Tarih
gösteriyor ki, fendeki yenilikleri, hep müslümanlar yaptı. Fen bilgilerini, fen
aletlerini yüz sene evvelki hâle kadar yükselttiler. Bu terakkilere, hep İslam
dini ve bu dini tatbik eden İslam devletleri sebep oldu. Hristiyanlar, haçlı
seferleri ile İslam devletlerini yıkamadıkları için, siyasi oyunlarla,
yalanlarla, hilelerle, içerden yıktılar. Bunların topraklarında, muhtelif
rejimler kurdular. Fakat, İslamiyet’i yok edemediler. Müslümanlardan kalan,
fendeki keşiflere, ilaveler yaparak bugünkü terakkiyi kendilerine mal
ediyorlar. Yalnız kendi keyiflerini, zevklerini, menfaatlerini düşünenler
kötülüklerini ortaya koyduğu için, fen ve sanatı emreden İslamiyet’e gericilik
diyorlar.
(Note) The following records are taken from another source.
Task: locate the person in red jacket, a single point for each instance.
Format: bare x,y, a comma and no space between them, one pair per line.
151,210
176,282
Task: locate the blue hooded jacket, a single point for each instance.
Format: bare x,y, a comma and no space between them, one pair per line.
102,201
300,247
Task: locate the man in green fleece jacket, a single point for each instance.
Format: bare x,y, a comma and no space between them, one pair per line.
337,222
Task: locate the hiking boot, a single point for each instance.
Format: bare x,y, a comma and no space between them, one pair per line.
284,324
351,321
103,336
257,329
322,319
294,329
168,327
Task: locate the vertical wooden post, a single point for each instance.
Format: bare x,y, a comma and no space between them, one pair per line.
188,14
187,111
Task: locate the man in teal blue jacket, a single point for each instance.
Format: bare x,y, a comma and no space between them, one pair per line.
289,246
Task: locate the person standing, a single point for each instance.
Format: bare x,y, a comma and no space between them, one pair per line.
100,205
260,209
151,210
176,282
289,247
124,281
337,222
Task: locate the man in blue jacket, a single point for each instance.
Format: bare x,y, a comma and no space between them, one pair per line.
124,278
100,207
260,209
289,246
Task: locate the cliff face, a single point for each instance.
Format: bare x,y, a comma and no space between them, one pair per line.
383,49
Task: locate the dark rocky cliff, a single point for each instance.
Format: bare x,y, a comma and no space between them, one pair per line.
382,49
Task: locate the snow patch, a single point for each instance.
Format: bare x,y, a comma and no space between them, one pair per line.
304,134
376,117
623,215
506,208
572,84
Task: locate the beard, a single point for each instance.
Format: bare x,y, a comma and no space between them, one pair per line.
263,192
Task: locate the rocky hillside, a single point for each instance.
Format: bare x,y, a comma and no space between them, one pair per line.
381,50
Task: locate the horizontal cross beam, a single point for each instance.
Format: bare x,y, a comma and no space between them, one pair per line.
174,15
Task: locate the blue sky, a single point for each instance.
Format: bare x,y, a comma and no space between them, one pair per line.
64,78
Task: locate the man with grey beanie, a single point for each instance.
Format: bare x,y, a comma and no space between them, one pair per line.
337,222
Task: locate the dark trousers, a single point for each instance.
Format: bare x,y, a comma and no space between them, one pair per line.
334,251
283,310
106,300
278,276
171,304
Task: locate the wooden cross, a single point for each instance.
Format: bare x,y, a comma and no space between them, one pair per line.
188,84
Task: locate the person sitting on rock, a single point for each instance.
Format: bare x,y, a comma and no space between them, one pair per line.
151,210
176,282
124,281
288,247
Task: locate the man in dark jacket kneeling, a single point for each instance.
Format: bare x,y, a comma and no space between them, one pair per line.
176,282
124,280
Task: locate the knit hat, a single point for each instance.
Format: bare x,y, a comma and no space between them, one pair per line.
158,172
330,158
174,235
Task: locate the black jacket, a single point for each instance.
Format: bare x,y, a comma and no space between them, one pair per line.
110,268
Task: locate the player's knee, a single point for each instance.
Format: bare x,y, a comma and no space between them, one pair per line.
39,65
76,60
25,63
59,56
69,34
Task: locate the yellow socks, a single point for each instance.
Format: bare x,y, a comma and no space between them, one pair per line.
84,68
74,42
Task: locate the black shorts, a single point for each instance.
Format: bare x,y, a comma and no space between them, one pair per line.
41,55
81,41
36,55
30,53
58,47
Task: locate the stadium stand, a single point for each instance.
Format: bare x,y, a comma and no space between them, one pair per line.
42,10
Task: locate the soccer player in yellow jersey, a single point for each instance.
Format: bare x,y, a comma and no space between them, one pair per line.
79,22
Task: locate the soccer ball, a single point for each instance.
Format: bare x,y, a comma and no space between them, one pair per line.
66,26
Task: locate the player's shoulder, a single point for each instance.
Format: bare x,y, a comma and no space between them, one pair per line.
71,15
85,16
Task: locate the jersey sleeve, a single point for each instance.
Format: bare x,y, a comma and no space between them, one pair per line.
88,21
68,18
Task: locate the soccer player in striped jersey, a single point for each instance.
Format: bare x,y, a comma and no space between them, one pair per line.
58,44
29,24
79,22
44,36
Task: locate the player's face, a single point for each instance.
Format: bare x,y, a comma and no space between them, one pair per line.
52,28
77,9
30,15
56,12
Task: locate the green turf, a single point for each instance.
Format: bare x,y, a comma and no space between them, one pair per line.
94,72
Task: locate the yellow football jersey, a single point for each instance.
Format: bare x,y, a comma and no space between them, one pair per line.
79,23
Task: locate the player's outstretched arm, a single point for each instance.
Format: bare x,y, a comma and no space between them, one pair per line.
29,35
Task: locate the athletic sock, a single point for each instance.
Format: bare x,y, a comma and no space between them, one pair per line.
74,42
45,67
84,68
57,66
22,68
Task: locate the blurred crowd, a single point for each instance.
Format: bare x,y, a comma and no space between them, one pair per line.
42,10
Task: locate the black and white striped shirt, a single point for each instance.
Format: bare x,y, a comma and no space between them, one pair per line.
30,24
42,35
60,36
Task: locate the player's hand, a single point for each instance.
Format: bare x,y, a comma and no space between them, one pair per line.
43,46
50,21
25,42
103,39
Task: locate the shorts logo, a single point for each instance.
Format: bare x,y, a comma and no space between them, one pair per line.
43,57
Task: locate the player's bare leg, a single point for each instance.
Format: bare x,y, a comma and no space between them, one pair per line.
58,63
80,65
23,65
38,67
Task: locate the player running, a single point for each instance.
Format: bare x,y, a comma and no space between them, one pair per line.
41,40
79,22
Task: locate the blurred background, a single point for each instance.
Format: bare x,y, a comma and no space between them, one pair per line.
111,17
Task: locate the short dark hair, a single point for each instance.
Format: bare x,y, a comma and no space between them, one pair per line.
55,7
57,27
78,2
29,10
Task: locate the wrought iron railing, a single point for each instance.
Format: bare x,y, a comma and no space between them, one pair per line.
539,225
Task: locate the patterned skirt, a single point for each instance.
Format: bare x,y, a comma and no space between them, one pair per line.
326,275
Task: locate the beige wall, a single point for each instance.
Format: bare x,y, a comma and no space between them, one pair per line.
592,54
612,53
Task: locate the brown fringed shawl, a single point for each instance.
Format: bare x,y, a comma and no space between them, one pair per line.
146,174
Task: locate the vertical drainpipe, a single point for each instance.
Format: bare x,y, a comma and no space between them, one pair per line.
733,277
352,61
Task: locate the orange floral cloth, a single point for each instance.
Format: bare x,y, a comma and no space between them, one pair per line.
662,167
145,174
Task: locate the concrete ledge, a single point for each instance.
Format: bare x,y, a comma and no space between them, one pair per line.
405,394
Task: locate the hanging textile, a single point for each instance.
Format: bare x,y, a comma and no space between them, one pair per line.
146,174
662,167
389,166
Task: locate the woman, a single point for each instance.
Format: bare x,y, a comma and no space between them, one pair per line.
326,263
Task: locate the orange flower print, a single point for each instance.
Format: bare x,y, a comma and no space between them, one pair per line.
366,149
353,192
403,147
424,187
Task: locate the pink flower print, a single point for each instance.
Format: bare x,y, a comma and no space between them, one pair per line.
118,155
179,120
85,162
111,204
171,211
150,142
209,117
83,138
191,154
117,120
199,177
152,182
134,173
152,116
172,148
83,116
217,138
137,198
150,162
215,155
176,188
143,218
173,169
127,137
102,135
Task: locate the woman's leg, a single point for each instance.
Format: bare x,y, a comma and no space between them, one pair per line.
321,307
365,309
Yahudiler, hristiyanlar, hatta başka din mensupları da Cennete,
Cehenneme inanıyor, mabedleri dolup taşıyor. Bu inananlara gerici demediklerine
göre, fenne, sanata değil, zevk ve safaya, ahlaksızlıklara ilericilik dedikleri
anlaşılıyor. Böyle asılsız ve haksız yalanlarla, İslamiyet’e küstahça, ilk
saldıran İngilizlerdir. [İngiliz Casusunun İtirafları kitabında kâfi bilgi
vardır.]
Şimdi
müslümanların İslamiyet’in emrettiği, fen bilgilerine de sarılmaları, yine
büyük sanayi kurarak yeni aletler yapmaları, hristiyanlardan üstün olarak,
bütün insanlığı saadete kavuşturmaları gerekir.